When the Corbynite Left won a majority on the Labour NEC a fortnight ago, I noted that we ‘still haven’t seen the full extent of what the clique running Labour might do if they have a free hand’.
Those wondering quite how they might use their newfound control of Labour’s governing body didn’t have long to wait. Last week, in an extraordinary move, the NEC voted to interfere in the local housing policy of a Labour-run council – Haringey, where Momentum has deselected a swathe of councillors in an increasingly bitter dispute.
That set an important precedent. Corbynites were quick to claim the NEC’s intervention was merely a suggestion, but when paired with deselections and a rise in personal abuse targeted at dissenters it is perfectly clear that this was the new bosses flexing their muscles and testing their ability to centrally dictate the decisions of Labour councillors.
There are already concerns that some voters, accustomed to relatively moderate Labour candidates, might find in May that they have inadvertently lent their support to something far more extreme. This new attempt to force Corbynite policies on Labour groups accentuates that danger – even if your Labour councillor is not a signed up Corbyn enthusiast, how can you be sure that they won’t be expected to follow orders from the NEC, on pain of deselection?
These are not hypothetical fears. They are shared by more than 70 Labour council leaders, who wrote in yesterday’s Sunday Times of their concern that the NEC’s actions were “an affront to the basic principles of democracy”, set “a dangerous and alarming precedent” and were backed by “uncomradely [and] disrespectful” calls for disciplinary action. Their full letter, and the full list of signatories, can be found here.
This is straight from the horse’s mouth: even Labour’s own leaders in local government – the people leading councils in Birmingham, Manchester, Newcastle, Lambeth, Lewisham, Durham, Rotherham, Bolton, Cumbria, and scores more – believe that their Party’s governing body is a threat to local democracy, and seeks to impose its own judgements based on “speculation” over the heads of locally-elected representatives.

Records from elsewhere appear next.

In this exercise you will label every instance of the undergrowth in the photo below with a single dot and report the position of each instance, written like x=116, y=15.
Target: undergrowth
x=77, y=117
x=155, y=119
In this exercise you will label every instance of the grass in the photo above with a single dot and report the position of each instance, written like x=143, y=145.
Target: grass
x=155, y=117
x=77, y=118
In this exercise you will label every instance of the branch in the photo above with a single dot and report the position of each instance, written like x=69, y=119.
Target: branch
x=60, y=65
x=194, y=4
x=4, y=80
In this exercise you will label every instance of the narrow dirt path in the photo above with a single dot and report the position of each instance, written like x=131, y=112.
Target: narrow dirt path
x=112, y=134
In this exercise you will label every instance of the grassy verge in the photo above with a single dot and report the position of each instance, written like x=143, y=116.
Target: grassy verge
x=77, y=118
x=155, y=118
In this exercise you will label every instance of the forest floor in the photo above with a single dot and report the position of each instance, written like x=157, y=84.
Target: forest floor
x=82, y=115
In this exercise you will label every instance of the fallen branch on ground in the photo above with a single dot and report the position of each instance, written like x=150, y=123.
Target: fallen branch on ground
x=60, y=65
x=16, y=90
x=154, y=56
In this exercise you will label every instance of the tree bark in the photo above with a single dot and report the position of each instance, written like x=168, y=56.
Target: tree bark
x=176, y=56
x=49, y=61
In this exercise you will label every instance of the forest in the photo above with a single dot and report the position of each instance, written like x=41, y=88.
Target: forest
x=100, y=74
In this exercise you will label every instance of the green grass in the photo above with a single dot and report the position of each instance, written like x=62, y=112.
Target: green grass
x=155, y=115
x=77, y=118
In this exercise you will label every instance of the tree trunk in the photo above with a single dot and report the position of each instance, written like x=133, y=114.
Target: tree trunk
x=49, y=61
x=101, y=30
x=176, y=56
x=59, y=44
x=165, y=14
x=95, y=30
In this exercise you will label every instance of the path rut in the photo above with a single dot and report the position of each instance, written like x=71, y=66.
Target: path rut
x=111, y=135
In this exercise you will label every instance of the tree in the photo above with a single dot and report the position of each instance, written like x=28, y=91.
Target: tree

These are quotes that should appear on Tory leaflets right across the country when the local elections begin. It doesn’t matter how reasonable or sensible your local Labour candidate might appear on the doorstep, or how in touch they might seem with local events – even Labour’s own council leaders know they are at risk of being overruled from hundreds of miles away by the Hard Left factionalists who now run the Party.